Compared to April, the year-on-year inflation rate for goods climbed from 3.4% to 4.4%. Meanwhile, services inflation rose slightly from 4.6% to 4.7%. Notably, inflation for both goods and services has again surpassed the Reserve Bank’s upper limit of 4.0% within the new target range. This inflationary rise continues to erode household purchasing power in South Africa. Consequently, many consumers and businesses rely more on short-term credit, making them vulnerable to changes in interest rates, exchange rates, global oil prices, and import costs, which in turn affect domestic prices. These vulnerabilities have been exacerbated by the ongoing conflict in the Middle East and the significant increase in fuel prices from April to May, although some relief is expected in June. This scenario is likely to add inflationary pressures in the coming months.

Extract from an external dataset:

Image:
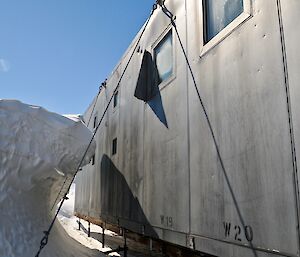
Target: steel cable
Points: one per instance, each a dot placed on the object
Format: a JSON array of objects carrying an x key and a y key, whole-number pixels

Following the Monetary Policy Committee (MPC) meeting in January 2026, the Reserve Bank chose to keep interest rates unchanged after reviewing January inflation figures and forecasts. However, there was a 25 basis-point increase at the end-of-May meeting due to the recent inflation spike, which stems from the Middle East conflict and rising international oil prices observed in April and May. The elevated fuel and transport costs are anticipated to influence current inflation expectations. The Bank’s cautious stance aims to maintain price stability amid ongoing economic and international uncertainties, including the 30% tariffs imposed by the US on South African exports, which have negatively impacted the manufacturing sector as reflected in the Q4 GDP data. Such uncertainties could also affect the Rand’s value against the US dollar, with expected volatility, particularly with the potential peace deal between the US and Iran and the reopening of the Strait of Hormuz on the horizon.
Due to the consistently high international fuel prices, the South African Reserve Bank (SARB) has temporarily paused the rate-cutting cycle to ensure price stability and anchor inflation expectations. Prior interest rate cuts in late 2024, throughout 2025, and another in November 2025 were aimed at stimulating demand by increasing disposable income for households beyond interest payments, fostering economic growth. However, rising fuel prices may somewhat limit this growth potential.
Despite sustained economic growth of 0.5% in the first quarter of 2026, the Bank remains wary due to persistent global uncertainties. Factors such as inflation, the US-China tariff dispute, and the possibility of future tariffs on BRICS nations could affect price stability. Furthermore, the Middle East conflict may continue to keep international oil prices high if shipping safety cannot be assured through the Strait of Hormuz or if the proposed peace deal collapses and the strait is closed off again. Future interest rate decisions will likely consider moderate inflation within the new target band, slow economic growth, improvements in electricity supply, positive market sentiment, and international tensions impacting oil prices.
In conclusion, maintaining price stability and protecting the Rand’s value are top priorities for South Africa as it navigates the initial months of 2026, amid current international developments and associated uncertainties.